How Tor Users Can be Unmasked without Decryption
Tor (The Onion Router) is in trouble, big trouble.
People known as “Spies”, interested only to get into others network and collect information have put Tor in danger of being intercepted again.
Digital attacks developed by security researchers at MIT (Massachusetts Institute of Technology) proved to be highly accurate and effective in unmasking Tor hidden services in the Deep Webb.
Table of Content
Tor network is a useful tool for citizens under dictatorial regimes, hackers and journalists. It is also used by criminals interested to hide their identity when surfing the Internet. Tor network uses a plethora of relays and nodes to make tracking difficult and mask its users.
A path called “circuit” is used to rout and encrypt the connection when any user is connected to Tor. At first the request reaches what is known as a “Guard” or the entry node, where the real IP address of the user is known. Then it travels through all the hops and the communication circuit ends through the “exit nodes”.

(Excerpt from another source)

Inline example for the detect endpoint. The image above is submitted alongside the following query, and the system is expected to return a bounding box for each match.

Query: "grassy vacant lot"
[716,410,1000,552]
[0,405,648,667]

Anyway, monitoring Tor traffic passively, an attacker could figure out any hidden service accessed by a user and in some cases, even reveal the servers that host the sites on Tor network. So in order to protect your connection it’s better to use Tor over a VPN conjunction.
Unmasking Identities without Cracking Encryption
Qatar Computing Research Institute and Net Security team from MIT claimed recently that exploiting a new vulnerability they found in the Tor’s Guard gateway someone could determine Tor’s hidden services are accessed by a user.
According to them, it is possible to masquerade Tor’s Guard Gateways so that the attacker’s ‘setup’ node would act as the Entry node and the user’s packets will travel through it. Researchers published a proof-of-concept attack where this method was described as “Circuit Fingerprinting“.
Including series of passive attacks, this type of biometric behavior allows spies to unmask Tor users with 88 percent accuracy even without decrypting the Tor traffic.
Other than revealing the digital footprint of a Tor user, this new approach also discloses the hidden services accessed by a Tor user; just analyzing the pattern of the data packets and the traffic data.
Therefore encryption does not help users hide their identity from others as this technique is not cracking the encryption of Tor network.
Is This Vulnerability Real?
The question raised by Roger Dingledine, Tor project leader, is asking how genuine the accuracy of this Traffic fingerprinting method is. The question leaves both users and researchers puzzled.
So far Tor is still a popular option for people interested to protect their anonymity while browsing the internet. But as time goes by and new reports of successful breaches will be presented the phenomenon will be reduced. To get a better results we suggest using TOR over a VPN with ours Anonymous VPN solution.
The MIT News article stated that the Tor project representatives were suggested a fix which might be added to the next version of it.